Pendant les années 1980, le couple collectionne les récompenses cinématographiques et travaille dans toute l’Union soviétique. Toujours sous la direction de Bolot Chamchiev, Aïtourgan Temirova tourne en 1984 un film policier en deux parties, La Fosse aux loups qui par son succès est l’un des plus rentables du moment. En 1985, le film de guerre Sniper raconte l’histoire de la tireuse d’élite kazakhe Aliya Moldagoulova, morte sur le front à 18 ans et héroïne de l’Union soviétique en 1944. Le film est réalisé en Biélorussie dans des conditions particulièrement difficiles. La fille du couple, Soyotan Chamchieva présente sur les lieux et âgée de 12 ans à l’époque, se souvient d’un épisode de tournage de huit heures dans des marais. « Après le tournage, j’ai eu besoin d’une aide psychologique, puis d’une intervention chirurgicale pour des raisons de santé. Il a fallu environ deux ans pour récupérer », se rappelle Aïtourgan Temirova qui jouait Aliya, dans un entretien avec Spoutnik. Son rôle lui vaudra bien plus tard, en 2016, l’ordre du Dostyk décerné par le président du Kazakhstan Noursoultan Nazarbaïev pour avoir popularisé l’action d’Aliya Moldagoulova pendant la guerre.
17 films au total
En 1990, l’URSS s’effondre et les Républiques prennent leur indépendance. Le miracle kirghiz s’achève. Une autre génération d’acteurs et de réalisateurs apparaît dans un contexte difficile.

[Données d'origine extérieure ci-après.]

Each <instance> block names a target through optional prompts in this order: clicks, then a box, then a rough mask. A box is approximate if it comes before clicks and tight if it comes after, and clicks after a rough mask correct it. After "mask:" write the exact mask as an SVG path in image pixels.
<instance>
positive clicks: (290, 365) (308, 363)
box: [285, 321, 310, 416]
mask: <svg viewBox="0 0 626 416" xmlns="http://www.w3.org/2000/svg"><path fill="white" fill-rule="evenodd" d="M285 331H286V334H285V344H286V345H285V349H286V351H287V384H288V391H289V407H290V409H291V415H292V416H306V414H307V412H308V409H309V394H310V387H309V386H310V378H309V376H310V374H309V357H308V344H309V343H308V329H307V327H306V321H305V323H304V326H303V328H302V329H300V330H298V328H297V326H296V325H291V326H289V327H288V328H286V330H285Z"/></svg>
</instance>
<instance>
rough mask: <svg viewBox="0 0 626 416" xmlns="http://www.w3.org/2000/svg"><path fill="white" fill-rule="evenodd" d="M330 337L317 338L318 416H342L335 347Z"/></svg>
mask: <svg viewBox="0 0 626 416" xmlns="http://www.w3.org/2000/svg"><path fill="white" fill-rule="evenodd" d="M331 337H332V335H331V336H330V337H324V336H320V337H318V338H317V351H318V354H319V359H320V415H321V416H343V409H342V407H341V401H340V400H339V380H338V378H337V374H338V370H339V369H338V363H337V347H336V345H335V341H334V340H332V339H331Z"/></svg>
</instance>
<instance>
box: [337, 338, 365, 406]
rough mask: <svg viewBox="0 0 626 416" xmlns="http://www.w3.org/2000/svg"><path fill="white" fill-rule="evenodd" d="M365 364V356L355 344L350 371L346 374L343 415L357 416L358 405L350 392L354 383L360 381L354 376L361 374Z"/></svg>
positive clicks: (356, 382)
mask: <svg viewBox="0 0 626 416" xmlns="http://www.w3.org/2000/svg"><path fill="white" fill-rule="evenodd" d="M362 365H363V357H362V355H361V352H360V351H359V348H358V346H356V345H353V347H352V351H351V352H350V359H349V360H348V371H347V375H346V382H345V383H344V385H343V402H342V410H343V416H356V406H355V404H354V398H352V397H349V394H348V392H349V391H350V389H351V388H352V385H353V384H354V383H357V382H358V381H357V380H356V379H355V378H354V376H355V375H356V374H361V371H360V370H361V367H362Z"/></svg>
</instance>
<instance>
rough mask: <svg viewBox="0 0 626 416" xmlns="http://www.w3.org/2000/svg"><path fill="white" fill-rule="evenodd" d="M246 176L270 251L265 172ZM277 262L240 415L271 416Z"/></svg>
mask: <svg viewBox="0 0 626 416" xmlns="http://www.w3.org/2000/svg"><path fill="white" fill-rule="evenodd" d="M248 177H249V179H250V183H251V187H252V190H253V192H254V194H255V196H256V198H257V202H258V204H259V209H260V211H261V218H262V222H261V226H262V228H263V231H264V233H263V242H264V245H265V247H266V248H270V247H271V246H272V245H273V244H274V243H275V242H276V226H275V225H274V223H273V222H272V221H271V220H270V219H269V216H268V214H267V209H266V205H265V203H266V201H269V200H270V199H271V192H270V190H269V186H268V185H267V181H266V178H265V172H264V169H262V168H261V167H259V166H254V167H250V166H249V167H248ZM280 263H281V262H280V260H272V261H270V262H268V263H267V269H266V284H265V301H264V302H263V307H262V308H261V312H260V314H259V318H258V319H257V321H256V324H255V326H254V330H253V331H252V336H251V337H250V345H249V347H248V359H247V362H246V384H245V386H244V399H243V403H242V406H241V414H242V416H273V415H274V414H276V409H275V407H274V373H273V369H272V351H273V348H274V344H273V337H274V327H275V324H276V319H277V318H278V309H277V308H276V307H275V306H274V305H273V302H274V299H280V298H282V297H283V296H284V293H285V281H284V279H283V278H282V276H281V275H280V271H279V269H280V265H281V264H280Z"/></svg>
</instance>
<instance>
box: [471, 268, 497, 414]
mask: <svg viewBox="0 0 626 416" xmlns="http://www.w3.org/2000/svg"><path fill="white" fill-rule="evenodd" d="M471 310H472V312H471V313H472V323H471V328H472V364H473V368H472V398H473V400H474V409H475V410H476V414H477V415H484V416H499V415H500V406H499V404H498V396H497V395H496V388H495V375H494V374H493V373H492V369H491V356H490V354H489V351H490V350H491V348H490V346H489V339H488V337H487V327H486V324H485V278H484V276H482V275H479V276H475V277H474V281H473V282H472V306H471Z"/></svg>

Il ne reste que quelques salles de projections sur les 1 200 que comptait le pays et le financement des films repose souvent sur les capitaux étrangers.
Aïtourgan Temirova a tourné dans 17 productions dont 3 postérieures à 1990 et 10 sous la direction de son mari. Toujours citoyenne kirghize, elle vit aujourd’hui à Brno, en République tchèque, où elle s’est remariée. Elle a enregistré un disque et anime un groupe de musique kirghize. Bolot Chamshiev est décédé en 2019 à Bichkek, la capitale.
Des mémoires en cours d’écriture
Interrogée par Novastan sur son avenir, Aïtourgan Temirova dit avoir « de nombreuses idées ». « J’écris mes mémoires, que j’espère terminer en 2022. Je voyage au Kirghizstan et à l’étranger pour rencontrer des spectateurs, des jeunes, pour leur parler de culture, de cinéma et partager mes secrets de réussite », ajoute l’actrice kirghize. « Nous devons parler davantage avec les jeunes, prendre le temps de leur faire passer ce que je sais et ainsi leur permettre de réussir. C’est, je le crois, l’un des devoirs des personnes qui ont obtenu un certain succès », estime Aïtourgan Temirova. La nomination d’Aïtourgan Temirova à l’ordre des Arts et des Lettres démontre que sa popularité et le souvenir de l’âge d’or du cinéma restent présents au Kirghizstan. Le même jour que celui de l’annonce de l’ambassadeur de France, les autorités kirghizes ont récompensé l’actrice de l’Ordre de Manas III, décrit l’agence de presse kirghize 24.kg. Un jour qui marquait également le 30ème anniversaire de l’indépendance du Kirghizstan. « J’espère que les liens d’amitié entre les peuples français et kirghiz ne feront que se renforcer », conclut Aïtourgan Temirova, qui adresse ses « sincères condoléances » aux Français pour la mort de Jean-Paul Belmondo.